Смешно, но Анну это никогда не беспокоило. Всё равно Павел всегда был рядом. Даже когда пахал почти без выходных два года на своей электростанции, и их разделяли три сотни этажей. Даже тогда… Поэтому новость о том, что Павел встречается с её сестрой, стала для Анны полной неожиданностью. Она и узнала об этом самой последней. Борька ей не сказал, утаил. Дурак. Анна так и не смогла до конца ему это простить. А Павла простила. И Лизу тоже. Не могла она по-другому. Потому что ближе, чем эти двое, у неё никого не было.
К тому же Анна чувствовала, что Лизе — хрупкой, ранимой, такой неприспособленной к суровой жизни — Пашка был просто необходим. Он твёрдой стеной ограждал Лизу от всех невзгод и волнений. Лучше Пашки ни у кого бы не получилось. И Анна, любя их обоих и не в силах разделить эту любовь на части, поняла и приняла.
— Не делай этого! — горячие пальцы Павла больно сжали её запястье.
— С ума сошёл? — Анна резко выдернула руку и потрясла ею. На белой коже остались красные пятна.
— Извини, — пробормотал он.
— Да ну тебя! — Анна потёрла руку и бросила сердитый взгляд на Павла. — Ты совсем дурак, не понимаешь, что ли? Если я сейчас не исправлю результаты второго скрининга, то Ванечка... он… чёрт, Паша, да я просто обязана буду включить его в тот список, который… которых придётся…
У Анны язык не поворачивался сказать «убить».
— В общем, ты сам знаешь, — зло закончила она.
— Ты этого не сделаешь.
Анна удивлённо посмотрела на Павла, и вдруг до неё дошло. Она поняла, что Пашкин помятый вид, небритость, воспалённые красные глаза, всё это не из-за капризов дочери, нет… капризы были не причём.
— Так это ты был инициатором этого закона, — Анна не спрашивала. Она утверждала.
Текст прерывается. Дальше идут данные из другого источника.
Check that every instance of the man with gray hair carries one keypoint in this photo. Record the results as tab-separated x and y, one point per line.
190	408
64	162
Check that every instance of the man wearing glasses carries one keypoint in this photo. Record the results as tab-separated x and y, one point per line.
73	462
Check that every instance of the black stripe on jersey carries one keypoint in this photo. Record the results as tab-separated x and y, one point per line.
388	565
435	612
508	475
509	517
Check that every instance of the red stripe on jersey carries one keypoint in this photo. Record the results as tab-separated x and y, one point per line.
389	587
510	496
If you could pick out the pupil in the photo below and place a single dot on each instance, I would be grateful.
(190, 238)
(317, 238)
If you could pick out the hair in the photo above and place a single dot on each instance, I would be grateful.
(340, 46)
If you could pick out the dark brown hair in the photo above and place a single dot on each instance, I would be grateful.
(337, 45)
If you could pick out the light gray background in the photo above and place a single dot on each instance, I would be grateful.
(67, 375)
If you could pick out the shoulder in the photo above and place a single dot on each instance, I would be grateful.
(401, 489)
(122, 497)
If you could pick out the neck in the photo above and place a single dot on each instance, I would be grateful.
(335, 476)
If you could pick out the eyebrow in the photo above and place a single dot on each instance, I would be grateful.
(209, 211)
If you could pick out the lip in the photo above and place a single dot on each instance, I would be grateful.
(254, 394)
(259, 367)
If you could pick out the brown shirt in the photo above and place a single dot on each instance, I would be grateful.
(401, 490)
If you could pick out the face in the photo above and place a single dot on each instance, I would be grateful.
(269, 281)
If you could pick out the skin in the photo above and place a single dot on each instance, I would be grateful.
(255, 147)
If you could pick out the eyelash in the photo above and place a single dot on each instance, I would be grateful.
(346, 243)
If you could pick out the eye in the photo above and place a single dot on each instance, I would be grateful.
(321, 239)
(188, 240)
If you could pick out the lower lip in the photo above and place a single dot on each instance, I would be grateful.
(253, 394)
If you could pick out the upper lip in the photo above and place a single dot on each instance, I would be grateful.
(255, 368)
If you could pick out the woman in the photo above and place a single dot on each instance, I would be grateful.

Всё же было очевидно, как она не видела этого раньше. То, как Пашка всегда уклонялся от дискуссии. Убегал, едва они с Борисом начинали спорить. То, как он молчал, уйдя в себя, когда она рассказывала ему о диагнозе сына. Это был его закон — его, Павла Савельева. И сейчас, глядя в потемневшее Пашкино лицо, в его плотно сжатые губы, Анна поняла, что он не отступится. Принципиальность, идеализм, глупость, страх не усидеть в кресле Совета — весь этот дьявольский замес Анна прочитала на лице Павла.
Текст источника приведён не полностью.